WISP Marketing, Sales and Mixed Martial Arts
Brad Hine:
I want to back up just a little bit and take sort of a left turn. When we initially spoke, and we’ve spoken a couple of times now for many reasons, you mentioned another career that you had in mixed martial arts. Can you tell our audience just a little bit about how a WISP broker and a WISP sales and marketing expert gets into mixed martial arts?
Michael Kellim:
One of my first businesses was a mixed martial arts gym. It was a sport that I had a passion for. I still do and I still train jiu-jitsu to this day. It was something that was super interesting to me. We partnered with a local fight promoter and we got him to store his cage in our gym. We had this big nice cage, 1,000 square foot of mount space and bags and just had an absolute blast! Made no money whatsoever.
Michael Kellim:
When your wife’s pregnant with twins and you’re making no money and you’re like, “But I got a business.” And she’s like, “Honey, we have $10 in the bank account. You probably should go get a job.” Yeah. That was kind of how that went. I was fighting as well but then you also realize when you’re newly married and you have no health insurance and you’re getting in there and getting punched in the face – that it’s not the smartest investment of time.
Craig Corbin:
The consummate entrepreneur. What has been the most rewarding aspect of seeing Leverage Social and WispBroker.com grow over the last several years?
Michael Kellim:
I would say, getting to work with the clients that I do. I get to work with some of the coolest people in our industry. Some of the movers and shakers, they’re my clients.

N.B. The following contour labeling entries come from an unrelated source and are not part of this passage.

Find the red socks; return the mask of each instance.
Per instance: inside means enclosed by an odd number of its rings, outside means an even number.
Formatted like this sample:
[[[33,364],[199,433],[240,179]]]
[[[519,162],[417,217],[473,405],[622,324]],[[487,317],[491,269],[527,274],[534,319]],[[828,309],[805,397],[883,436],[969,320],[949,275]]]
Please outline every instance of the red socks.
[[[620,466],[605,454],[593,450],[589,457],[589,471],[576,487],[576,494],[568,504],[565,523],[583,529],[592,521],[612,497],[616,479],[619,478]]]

They pay for my help, but I honestly feel like they mentor and teach me probably a lot more than I teach them. I used to joke, if you hang out with these types of people all day every day – the movers and shakers in the WISP space, that are growing huge successful companies and serve their customers at a high-level, serve their employees at a high-level – it rubs off on you. It’s been the best college degree I could have ever asked for.